Stanley Crouch: Pryor’s Flawed Legacy

In this tough-written piece, NY Post writer Stanley Crouch asserts that Richard Pryor’s legacy is one of vulgarity and minstrelsy.

“In the dung piles of pimp and gangster rap we hear from slime meisters like Snoop Dogg and 50 Cent, the worst of Pryor’s influence has been turned into an aspect of the new minstrelsy in which millions of dollars are made by “normalizing” demeaning imagery and misogyny.”

“This past Saturday Richard Pryor left this life and bequeathed to our culture as much darkness as he did the light his extraordinary talent made possible.

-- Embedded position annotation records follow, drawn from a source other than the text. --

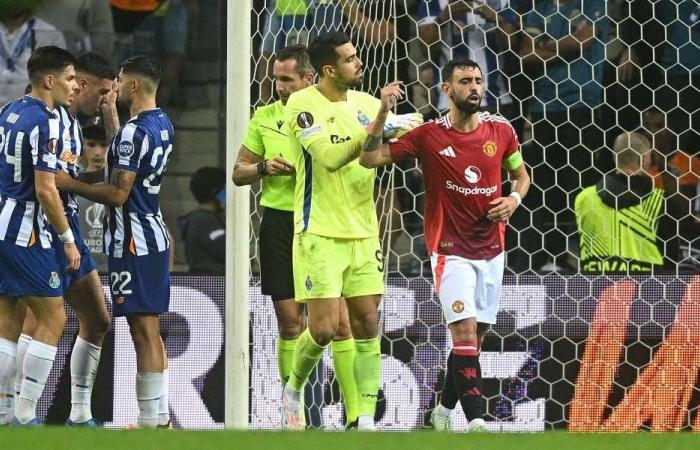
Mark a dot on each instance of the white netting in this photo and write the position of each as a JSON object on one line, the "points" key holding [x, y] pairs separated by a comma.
{"points": [[570, 78]]}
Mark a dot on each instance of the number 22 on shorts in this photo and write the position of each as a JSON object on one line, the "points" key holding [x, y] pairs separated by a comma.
{"points": [[119, 282]]}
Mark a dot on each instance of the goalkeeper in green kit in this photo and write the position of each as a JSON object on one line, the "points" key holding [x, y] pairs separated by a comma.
{"points": [[336, 250]]}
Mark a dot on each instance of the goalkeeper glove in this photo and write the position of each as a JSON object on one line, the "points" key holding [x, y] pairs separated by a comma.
{"points": [[399, 124]]}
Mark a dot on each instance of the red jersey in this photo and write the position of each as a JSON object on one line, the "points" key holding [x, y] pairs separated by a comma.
{"points": [[462, 174]]}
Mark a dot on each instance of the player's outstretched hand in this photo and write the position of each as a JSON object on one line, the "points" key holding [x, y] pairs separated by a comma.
{"points": [[390, 94], [398, 125], [73, 257], [278, 166], [502, 209]]}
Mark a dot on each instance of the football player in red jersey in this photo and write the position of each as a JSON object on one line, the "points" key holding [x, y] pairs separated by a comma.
{"points": [[461, 155]]}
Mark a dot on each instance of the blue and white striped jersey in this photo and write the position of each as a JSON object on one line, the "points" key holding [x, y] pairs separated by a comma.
{"points": [[142, 145], [29, 133], [70, 147]]}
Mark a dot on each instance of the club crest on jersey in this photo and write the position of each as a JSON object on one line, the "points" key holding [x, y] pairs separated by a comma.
{"points": [[54, 281], [472, 174], [68, 157], [305, 119], [490, 149], [362, 118], [125, 149], [309, 285]]}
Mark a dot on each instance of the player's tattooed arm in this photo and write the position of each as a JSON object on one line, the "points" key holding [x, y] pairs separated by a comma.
{"points": [[115, 193], [109, 112], [504, 207]]}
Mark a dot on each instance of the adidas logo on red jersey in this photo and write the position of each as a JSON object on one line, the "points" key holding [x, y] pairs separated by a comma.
{"points": [[448, 151]]}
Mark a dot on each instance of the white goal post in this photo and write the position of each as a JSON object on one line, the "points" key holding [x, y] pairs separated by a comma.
{"points": [[237, 216]]}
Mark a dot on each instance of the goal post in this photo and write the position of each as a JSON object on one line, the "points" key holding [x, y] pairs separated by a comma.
{"points": [[237, 217]]}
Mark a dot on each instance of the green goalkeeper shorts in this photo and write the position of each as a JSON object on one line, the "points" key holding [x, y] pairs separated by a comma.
{"points": [[326, 267]]}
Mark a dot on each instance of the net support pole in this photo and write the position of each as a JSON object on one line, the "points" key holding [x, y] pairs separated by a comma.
{"points": [[237, 217]]}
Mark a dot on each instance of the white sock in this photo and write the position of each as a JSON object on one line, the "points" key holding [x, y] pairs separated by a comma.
{"points": [[83, 368], [8, 356], [149, 387], [442, 410], [22, 345], [37, 366], [164, 402]]}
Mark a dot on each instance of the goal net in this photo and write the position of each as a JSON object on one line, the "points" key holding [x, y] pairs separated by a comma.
{"points": [[570, 350]]}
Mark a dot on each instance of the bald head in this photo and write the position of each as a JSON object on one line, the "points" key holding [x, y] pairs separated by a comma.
{"points": [[632, 152]]}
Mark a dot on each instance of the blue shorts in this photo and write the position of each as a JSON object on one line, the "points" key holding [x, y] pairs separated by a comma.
{"points": [[139, 284], [87, 264], [29, 271]]}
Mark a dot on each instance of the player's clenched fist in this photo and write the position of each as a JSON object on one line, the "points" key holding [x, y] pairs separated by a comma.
{"points": [[390, 94], [278, 166], [398, 125], [503, 208], [73, 257]]}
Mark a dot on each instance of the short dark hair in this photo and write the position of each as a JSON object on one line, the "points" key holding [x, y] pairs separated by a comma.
{"points": [[96, 65], [48, 59], [207, 182], [298, 53], [144, 65], [322, 49], [458, 63]]}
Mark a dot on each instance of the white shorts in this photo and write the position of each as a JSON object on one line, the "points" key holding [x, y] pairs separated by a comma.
{"points": [[468, 287]]}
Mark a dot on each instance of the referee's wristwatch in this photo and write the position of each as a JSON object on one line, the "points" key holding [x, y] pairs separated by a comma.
{"points": [[261, 168]]}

When we look at the remarkable descent this culture has made into smut, contempt, vulgarity and the pornographic, those of us who are not willing to drink the Kool-Aid marked “all’s well,” will have to address the fact that it was the combination of confusion and comic genius that made Pryor a much more negative influence than a positive one.

Pryor reached for anything that would make white America uncomfortable and would prop up a smug belief among black Americans that they were always “more cool” and more ready to “face life” than the members of majority culture.”

TheStateOf . . . Richard Pryor. I have mixed emotions about Pryor (and Crouch too). Pryor was hilarious, no doubt, but Crouch makes good points about Pryor’s larger legacy, which includes, among many aspects, the public acceptance of the gravest profanity, especially when used by African Americans. Would 50-Cent be possible without Richard Pryor? I don’t know. Still, there’s a part of me that is slow to judge Pryor. After all, his mother was a prostitute and guys would come by and ask him if his mom was home so they could get a blowjob.